Poem by Wallace Stevens

"Last Looks at the Lilacs" is a poem from Wallace Stevens's first book of poetry, Harmonium. It was first published in 1923 (in Secession 4, January).

To what good, in the alleys of the lilacs,
O caliper, do you scratch your buttocks
And tell the divine ingenue, your companion,
That this bloom is the bloom of soap
And this fragrance the fragrance of vegetal?

Do you suppose that she cares a tick,
In this hymeneal air, what it is
That marries her innocence thus,
So that her nakedness is near,
Or that she will pause at scurrilous words?

Poor buffo! Look at the lavender
And look your last and look steadily,
And say how it comes that you see
Nothing but trash and that you no longer feel
Her body quivering in the Floréal

Toward the cool night and its fantastic star,
Prime paramour and belted paragon,
Well-booted, rugged, arrogantly male,
Patron and imager of the gold Don John,
Who will embrace her before summer comes.

Robert Buttel compares this poem to "The Plot Against the Giant" as concerning the humorous disparity between gauche male and suave female.
Robert A. Wilson makes a surprisingly plausible case (in a single-page article in The Wallace Stevens Journal, complete with an image of the label from a bottle of "Lilac Vegetal" after-shave lotion) for a connection between the poem and Stevens's experience at a barber shop.

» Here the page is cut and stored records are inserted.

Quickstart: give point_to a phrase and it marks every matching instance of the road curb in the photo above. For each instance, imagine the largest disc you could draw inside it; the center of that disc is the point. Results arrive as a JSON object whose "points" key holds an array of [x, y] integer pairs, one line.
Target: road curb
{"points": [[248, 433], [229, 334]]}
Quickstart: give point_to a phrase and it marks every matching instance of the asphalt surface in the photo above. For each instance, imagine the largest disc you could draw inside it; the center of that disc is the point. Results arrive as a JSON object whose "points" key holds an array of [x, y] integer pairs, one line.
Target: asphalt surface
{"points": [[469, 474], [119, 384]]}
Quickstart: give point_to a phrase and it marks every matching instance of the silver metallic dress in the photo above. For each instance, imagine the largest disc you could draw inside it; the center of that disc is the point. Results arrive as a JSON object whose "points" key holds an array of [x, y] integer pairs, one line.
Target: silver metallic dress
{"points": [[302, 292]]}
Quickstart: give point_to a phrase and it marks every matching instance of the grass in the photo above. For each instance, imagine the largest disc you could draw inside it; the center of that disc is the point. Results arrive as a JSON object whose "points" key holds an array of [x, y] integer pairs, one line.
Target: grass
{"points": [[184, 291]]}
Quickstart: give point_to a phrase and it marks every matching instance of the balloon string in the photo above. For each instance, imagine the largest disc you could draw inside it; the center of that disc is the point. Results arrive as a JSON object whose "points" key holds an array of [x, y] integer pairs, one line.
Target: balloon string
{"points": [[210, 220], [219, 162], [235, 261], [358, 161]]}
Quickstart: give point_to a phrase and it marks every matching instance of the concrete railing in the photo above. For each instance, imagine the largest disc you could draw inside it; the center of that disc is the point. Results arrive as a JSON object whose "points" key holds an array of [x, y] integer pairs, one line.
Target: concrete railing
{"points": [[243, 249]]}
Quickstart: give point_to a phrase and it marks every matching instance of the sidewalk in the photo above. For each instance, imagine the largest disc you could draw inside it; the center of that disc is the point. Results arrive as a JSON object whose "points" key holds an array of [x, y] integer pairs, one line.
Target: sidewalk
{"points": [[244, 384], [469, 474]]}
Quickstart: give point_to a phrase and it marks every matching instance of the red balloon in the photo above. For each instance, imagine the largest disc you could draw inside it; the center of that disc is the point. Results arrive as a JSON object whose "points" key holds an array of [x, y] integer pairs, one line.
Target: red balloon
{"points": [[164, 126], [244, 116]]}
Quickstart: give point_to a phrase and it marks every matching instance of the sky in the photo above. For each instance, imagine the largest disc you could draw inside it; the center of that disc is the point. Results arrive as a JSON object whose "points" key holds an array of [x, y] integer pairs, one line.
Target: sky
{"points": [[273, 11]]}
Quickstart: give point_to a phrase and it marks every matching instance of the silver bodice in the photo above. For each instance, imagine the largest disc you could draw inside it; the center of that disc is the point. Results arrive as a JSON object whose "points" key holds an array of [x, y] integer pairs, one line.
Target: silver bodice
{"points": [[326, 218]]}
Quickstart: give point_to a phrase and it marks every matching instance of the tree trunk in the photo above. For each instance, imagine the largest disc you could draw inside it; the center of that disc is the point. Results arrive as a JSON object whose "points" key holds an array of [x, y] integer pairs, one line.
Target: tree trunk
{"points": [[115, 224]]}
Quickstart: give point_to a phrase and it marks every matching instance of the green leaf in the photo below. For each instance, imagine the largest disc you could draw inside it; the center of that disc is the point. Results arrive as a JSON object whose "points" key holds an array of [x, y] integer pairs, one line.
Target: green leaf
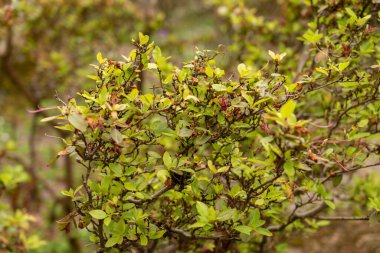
{"points": [[77, 121], [342, 66], [259, 202], [116, 136], [98, 214], [289, 169], [103, 96], [112, 241], [100, 58], [288, 108], [202, 209], [143, 240], [312, 37], [263, 231], [143, 39], [219, 87], [50, 118], [209, 72], [247, 97], [351, 13], [167, 160], [244, 229]]}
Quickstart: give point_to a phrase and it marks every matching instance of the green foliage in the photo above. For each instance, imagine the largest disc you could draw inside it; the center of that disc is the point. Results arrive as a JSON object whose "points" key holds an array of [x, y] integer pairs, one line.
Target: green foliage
{"points": [[16, 233], [207, 157]]}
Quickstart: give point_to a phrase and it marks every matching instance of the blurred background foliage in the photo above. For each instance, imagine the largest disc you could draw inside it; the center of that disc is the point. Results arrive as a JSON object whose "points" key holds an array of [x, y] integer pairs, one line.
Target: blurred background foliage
{"points": [[46, 48]]}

Caliper'd reason, measuring everything but appreciating nothing, is contrasted unfavorably with well-booted imagination, as in Whitman's "When Lilacs Last in the Door-yard Bloom'd" or indeed the very poem under discussion. Lilacs can be connected to the fragrance of vegetal or to a cool night's fantastic star, but Stevens favors the latter and the final stanza shows why. Cook reports that "lilacs do not make Stevens happy" and reads the poem as blunt and atypical, comparing it to some of the more strained effects in The Comedian as the Letter C.